Microbial endocrinology, which is a research field that combines microbiology and neurobiology to study the interactions between microorganisms, animals, and plants, can explain bacterial diseases spreading in salmon farming.

HF8R
Photo courtesy of Snorre Gulla
December 7, 2022

Mark Lyte, professor of veterinary microbiology and preventive medicine at Iowa State University, revealed how hormones produced by a stressful condition could lead to deadly infections by acting as an environmental signal to bacteria, causing them to proliferate and attach to host tissue long before the host’s immune system realizes they are there. Recognizing and responding to a host’s stress response enables pathogens to evade immune systems and ultimately cause disease.

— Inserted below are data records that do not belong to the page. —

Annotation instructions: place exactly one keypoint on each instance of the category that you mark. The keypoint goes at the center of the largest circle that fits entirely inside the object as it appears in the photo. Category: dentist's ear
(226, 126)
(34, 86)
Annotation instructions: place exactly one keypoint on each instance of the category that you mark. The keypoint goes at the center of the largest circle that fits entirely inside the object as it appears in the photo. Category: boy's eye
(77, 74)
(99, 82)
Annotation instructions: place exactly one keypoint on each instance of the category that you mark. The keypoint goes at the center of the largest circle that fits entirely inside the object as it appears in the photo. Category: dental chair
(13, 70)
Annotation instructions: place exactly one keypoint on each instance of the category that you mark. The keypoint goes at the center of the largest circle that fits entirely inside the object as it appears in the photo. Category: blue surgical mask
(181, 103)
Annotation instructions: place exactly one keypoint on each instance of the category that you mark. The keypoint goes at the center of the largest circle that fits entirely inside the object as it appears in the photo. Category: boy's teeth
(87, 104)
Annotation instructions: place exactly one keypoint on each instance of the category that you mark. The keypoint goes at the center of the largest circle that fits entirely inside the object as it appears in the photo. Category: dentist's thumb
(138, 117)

Norwegian salmon farmers’ disease control efforts rely largely on vaccines and sea lice physical remotion. According to Lyte, who first showed more than 30 years ago that bacteria can respond to neurochemicals involved in the stress response, and the researchers from the Norwegian Veterinary Institute (NVI), those methods are stressful to the fish which produces stress hormones that could promote bacterial growth, leading to increased infections.

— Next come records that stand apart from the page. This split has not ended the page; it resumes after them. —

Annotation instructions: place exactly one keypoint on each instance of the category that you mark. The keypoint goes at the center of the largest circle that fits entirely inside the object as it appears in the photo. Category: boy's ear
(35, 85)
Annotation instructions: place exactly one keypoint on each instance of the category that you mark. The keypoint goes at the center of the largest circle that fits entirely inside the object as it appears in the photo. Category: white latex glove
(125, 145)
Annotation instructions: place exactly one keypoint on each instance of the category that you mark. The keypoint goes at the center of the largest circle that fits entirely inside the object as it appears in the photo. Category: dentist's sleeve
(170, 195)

Supported by the Research Council of Norway with a USD 1.2 million grant, Lyte’s research team and the NVI, will work on a three-year project to establish whether stress hormones are making farmed salmon more susceptible to bacterial disease, which costs the industry an estimated USD 100 million per year.

The outbreaks involve numerous pathogens, both reemerging and new concerns, but there’s no indication of any decisive genetic changes in the bacteria or the fish, which are bred for disease resistance.

The environment in the sea cages, including the water temperature, has remained steady. However, the spike in disease rates in recent years coincides with the steep rise in physical delousing, and symptoms often appear shortly after the treatments, which can be conducted as frequently as every month during the summer, said Snorre Gulla, senior researcher at NVI.

Lyte will travel to Norway to meet and train Norwegian researchers, who will later visit his lab in Ames. The research will involve exposing fish-associated bacteria to stress hormones in a lab and stressed fish in water. The team also aims to develop tools for monitoring stress hormone levels in salmon stocks.

“Our overall ambition is to create new knowledge and increased understanding of important bacterial diseases in Norwegian aquaculture through unraveling whether microbial endocrinological processes are important facilitators of bacterial diseases in fish. This can hopefully lead to better mitigation strategies,” Gulla said.